La route semblait ordinaire. Une de ces longues artères poussiéreuses de l’ouest malien, où les camions avancent en file indienne, chargés de carburant indispensable à la survie économique du pays. Puis tout a basculé.
Jeudi dernier, un convoi de camions-citernes a été stoppé net par des hommes armés. En quelques minutes, le transport s’est transformé en piège mortel. Les chauffeurs, civils sans protection, ont été extraits de leurs véhicules. Selon des sources locales et sécuritaires, au moins quinze d’entre eux ont été exécutés à bout portant. Les yeux bandés. Sans sommation.
Les assaillants, identifiés comme des combattants du Groupe de soutien à l’islam et aux musulmans (JNIM), affilié à Al-Qaïda, ont ensuite méthodiquement incendié ou détruit des dizaines de camions. Le carburant, ressource vitale, est parti en fumée au milieu du désert, laissant derrière lui des carcasses calcinées et des corps sans vie.

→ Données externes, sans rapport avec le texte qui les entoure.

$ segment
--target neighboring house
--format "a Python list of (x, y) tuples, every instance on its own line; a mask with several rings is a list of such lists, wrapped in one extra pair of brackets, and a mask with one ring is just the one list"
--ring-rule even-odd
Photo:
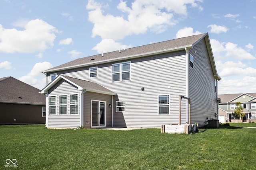
[(0, 78), (0, 125), (45, 123), (45, 96), (12, 77)]
[(218, 95), (221, 100), (219, 104), (219, 119), (221, 123), (237, 122), (232, 112), (236, 108), (236, 102), (240, 102), (244, 116), (240, 122), (256, 121), (256, 93)]
[[(220, 78), (208, 33), (102, 53), (43, 73), (48, 127), (202, 126), (218, 116)], [(181, 96), (190, 99), (190, 112)]]

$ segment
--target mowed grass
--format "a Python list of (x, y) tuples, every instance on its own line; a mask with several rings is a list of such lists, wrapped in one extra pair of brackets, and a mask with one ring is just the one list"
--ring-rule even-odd
[[(256, 169), (256, 129), (221, 126), (186, 135), (31, 125), (0, 126), (0, 169)], [(5, 166), (6, 159), (18, 166)]]

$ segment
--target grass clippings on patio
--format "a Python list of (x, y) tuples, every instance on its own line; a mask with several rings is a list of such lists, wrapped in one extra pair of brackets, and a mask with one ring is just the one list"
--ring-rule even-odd
[[(256, 129), (221, 126), (186, 135), (33, 125), (0, 126), (0, 135), (4, 169), (256, 168)], [(6, 159), (14, 158), (18, 167), (4, 166)]]

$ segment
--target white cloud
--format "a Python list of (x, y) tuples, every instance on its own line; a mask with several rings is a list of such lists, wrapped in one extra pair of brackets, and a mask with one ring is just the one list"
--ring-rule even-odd
[(226, 44), (225, 47), (227, 51), (226, 56), (234, 57), (240, 60), (256, 59), (255, 57), (244, 49), (241, 47), (238, 47), (237, 44), (228, 42)]
[(193, 28), (191, 27), (186, 27), (180, 29), (176, 33), (176, 38), (179, 38), (202, 33), (198, 31), (194, 32), (193, 29)]
[(223, 79), (218, 82), (218, 94), (253, 93), (256, 91), (256, 77), (246, 76), (236, 79)]
[(225, 18), (235, 18), (236, 17), (239, 17), (240, 16), (239, 14), (228, 14), (224, 16)]
[(128, 35), (144, 33), (148, 30), (156, 33), (163, 32), (168, 26), (177, 23), (174, 19), (174, 14), (183, 16), (187, 15), (187, 5), (202, 10), (199, 2), (200, 1), (196, 0), (136, 0), (130, 8), (126, 1), (121, 0), (117, 8), (124, 15), (117, 16), (110, 14), (104, 15), (102, 10), (102, 5), (94, 0), (88, 1), (86, 8), (90, 10), (88, 20), (94, 24), (92, 37), (98, 35), (102, 39), (111, 38), (116, 41)]
[(4, 68), (6, 69), (9, 69), (12, 68), (11, 66), (11, 63), (8, 61), (3, 61), (0, 63), (0, 68)]
[(209, 25), (207, 28), (211, 27), (210, 32), (219, 34), (222, 32), (226, 33), (228, 30), (228, 28), (224, 26), (217, 25), (216, 24)]
[(42, 89), (46, 85), (46, 76), (42, 72), (52, 67), (52, 65), (50, 63), (46, 61), (36, 63), (30, 72), (25, 76), (20, 77), (19, 80), (39, 89)]
[(60, 45), (68, 45), (71, 43), (73, 43), (73, 40), (71, 38), (62, 39), (59, 42), (59, 44)]
[[(212, 53), (214, 58), (218, 60), (226, 59), (234, 60), (254, 60), (256, 57), (242, 47), (238, 47), (237, 44), (230, 42), (220, 43), (215, 39), (210, 39)], [(230, 57), (230, 59), (227, 57)]]
[(247, 44), (245, 46), (245, 47), (246, 49), (248, 49), (249, 50), (252, 50), (253, 49), (253, 45), (252, 45), (250, 43)]
[(98, 53), (107, 53), (110, 51), (118, 50), (119, 48), (123, 49), (132, 47), (131, 45), (124, 45), (121, 43), (115, 42), (113, 39), (103, 39), (102, 41), (98, 43), (92, 49), (97, 50)]
[(75, 59), (77, 58), (79, 55), (82, 54), (82, 52), (78, 51), (76, 50), (74, 50), (72, 51), (68, 51), (68, 53), (71, 55), (72, 58)]
[(0, 25), (0, 51), (32, 53), (43, 51), (54, 45), (58, 32), (55, 27), (42, 20), (32, 20), (23, 30), (5, 29)]

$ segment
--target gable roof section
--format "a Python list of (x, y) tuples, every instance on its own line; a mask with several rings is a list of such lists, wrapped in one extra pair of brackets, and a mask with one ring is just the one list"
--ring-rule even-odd
[(12, 77), (0, 78), (0, 102), (45, 105), (39, 89)]
[[(124, 59), (142, 57), (152, 55), (168, 53), (176, 51), (186, 50), (204, 38), (207, 47), (211, 64), (214, 77), (217, 80), (220, 78), (217, 73), (215, 64), (212, 55), (208, 33), (203, 33), (189, 37), (174, 39), (145, 45), (142, 45), (102, 54), (81, 58), (53, 67), (44, 71), (51, 72), (71, 68), (92, 66)], [(102, 56), (103, 55), (103, 56)]]
[(110, 95), (116, 95), (116, 93), (97, 83), (78, 79), (78, 78), (73, 78), (61, 74), (59, 75), (53, 81), (44, 88), (40, 93), (42, 94), (46, 93), (48, 90), (62, 79), (64, 79), (65, 80), (76, 86), (79, 90), (82, 91), (86, 90), (88, 92)]
[[(221, 99), (222, 103), (228, 103), (239, 98), (244, 95), (246, 95), (253, 98), (256, 97), (256, 93), (239, 93), (237, 94), (219, 94), (218, 95)], [(247, 101), (248, 102), (248, 101)]]

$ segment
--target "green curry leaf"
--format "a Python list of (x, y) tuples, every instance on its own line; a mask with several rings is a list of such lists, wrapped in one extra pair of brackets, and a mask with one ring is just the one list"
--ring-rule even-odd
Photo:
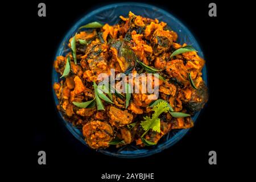
[(193, 79), (191, 77), (191, 75), (190, 74), (190, 73), (188, 73), (188, 78), (189, 79), (189, 81), (190, 81), (190, 84), (191, 84), (191, 86), (195, 89), (197, 89), (197, 88), (196, 86), (196, 85), (195, 85), (194, 82), (193, 81)]
[(191, 51), (196, 51), (197, 52), (193, 47), (191, 46), (185, 46), (184, 47), (181, 47), (177, 50), (175, 50), (170, 56), (170, 59), (174, 57), (174, 56), (176, 56), (177, 55), (179, 55), (183, 53), (185, 53), (187, 52), (191, 52)]
[(67, 63), (66, 65), (65, 66), (64, 71), (63, 71), (63, 73), (62, 74), (62, 76), (60, 77), (60, 78), (62, 78), (63, 77), (68, 76), (70, 72), (70, 58), (69, 56), (68, 56), (67, 58)]
[(103, 24), (102, 24), (101, 23), (100, 23), (99, 22), (91, 22), (89, 23), (88, 24), (86, 24), (85, 25), (84, 25), (81, 27), (80, 27), (79, 30), (80, 30), (81, 28), (101, 28), (102, 27), (103, 27)]

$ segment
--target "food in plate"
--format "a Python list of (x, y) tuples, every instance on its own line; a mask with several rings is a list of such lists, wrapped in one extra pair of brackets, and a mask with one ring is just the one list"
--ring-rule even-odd
[[(89, 146), (154, 146), (172, 130), (193, 126), (191, 116), (208, 101), (205, 61), (177, 36), (166, 23), (130, 12), (118, 24), (92, 22), (70, 38), (69, 51), (54, 61), (61, 79), (53, 87), (58, 110), (82, 130)], [(100, 86), (98, 76), (110, 76), (112, 69), (126, 76), (123, 90)], [(142, 81), (135, 78), (143, 73), (157, 85), (157, 95), (141, 92)], [(130, 89), (128, 75), (137, 93), (123, 92)], [(114, 92), (99, 92), (106, 89)]]

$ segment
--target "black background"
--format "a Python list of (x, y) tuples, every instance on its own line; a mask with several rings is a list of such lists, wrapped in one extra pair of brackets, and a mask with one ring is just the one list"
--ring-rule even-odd
[[(140, 1), (167, 10), (183, 22), (199, 42), (206, 60), (209, 101), (195, 126), (177, 143), (144, 158), (116, 158), (87, 148), (63, 125), (53, 102), (51, 85), (51, 70), (57, 48), (69, 28), (84, 15), (102, 5), (118, 2), (35, 1), (23, 2), (18, 7), (22, 12), (19, 31), (23, 34), (24, 47), (20, 51), (23, 52), (23, 58), (14, 61), (22, 61), (20, 67), (23, 70), (20, 81), (16, 83), (23, 104), (17, 114), (22, 118), (20, 122), (25, 123), (22, 124), (24, 126), (22, 133), (26, 136), (19, 140), (16, 146), (26, 153), (22, 164), (31, 173), (47, 175), (57, 173), (61, 169), (61, 174), (95, 181), (100, 180), (101, 174), (106, 172), (154, 173), (155, 181), (158, 181), (175, 176), (185, 177), (189, 174), (196, 177), (203, 174), (214, 176), (225, 173), (227, 168), (245, 166), (244, 162), (248, 162), (246, 156), (250, 156), (250, 152), (245, 154), (246, 150), (241, 139), (233, 135), (233, 126), (242, 119), (236, 114), (236, 118), (232, 118), (230, 115), (234, 114), (230, 114), (234, 113), (232, 109), (236, 107), (233, 93), (230, 91), (234, 83), (230, 73), (237, 69), (233, 67), (236, 60), (225, 53), (242, 36), (237, 31), (234, 34), (230, 31), (234, 30), (232, 26), (238, 18), (232, 15), (234, 4), (230, 2)], [(38, 16), (40, 2), (46, 4), (46, 17)], [(210, 2), (217, 4), (217, 17), (208, 16)], [(28, 52), (30, 56), (23, 51)], [(230, 60), (234, 64), (228, 64)], [(23, 82), (23, 78), (28, 81)], [(45, 166), (38, 164), (38, 152), (40, 150), (47, 154)], [(211, 150), (217, 154), (215, 166), (208, 163), (208, 152)]]

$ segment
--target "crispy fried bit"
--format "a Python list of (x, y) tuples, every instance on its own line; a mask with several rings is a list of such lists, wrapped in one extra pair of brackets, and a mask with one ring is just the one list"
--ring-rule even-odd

Cette attaque ne relève pas du hasard. Dans un Mali sous tension permanente, les convois logistiques sont devenus des cibles de choix. Toucher le carburant, c’est frapper l’économie, ralentir les déplacements, désorganiser l’État et rappeler, par la terreur, qui contrôle réellement certaines portions du territoire.
Après plusieurs semaines de relative accalmie, cette opération marque un retour brutal des offensives jihadistes. Elle s’inscrit dans une stratégie bien connue : multiplier les coups spectaculaires pour démontrer une capacité de nuisance intacte, malgré les opérations militaires en cours.
Depuis plus de dix ans, le Mali vit au rythme de cette guerre diffuse. D’abord cantonnée au nord, puis au centre, l’insécurité s’étend désormais vers l’ouest. Les axes routiers, censés relier les villes et ravitailler les populations, sont devenus des zones à haut risque. Ceux qui y travaillent, chauffeurs, transporteurs, convoyeurs, paient souvent le prix le plus lourd.
Le bilan de cette attaque pourrait encore s’alourdir. Mais une certitude demeure : sur ces routes, chaque convoi est désormais un pari, et chaque trajet, une traversée sous menace.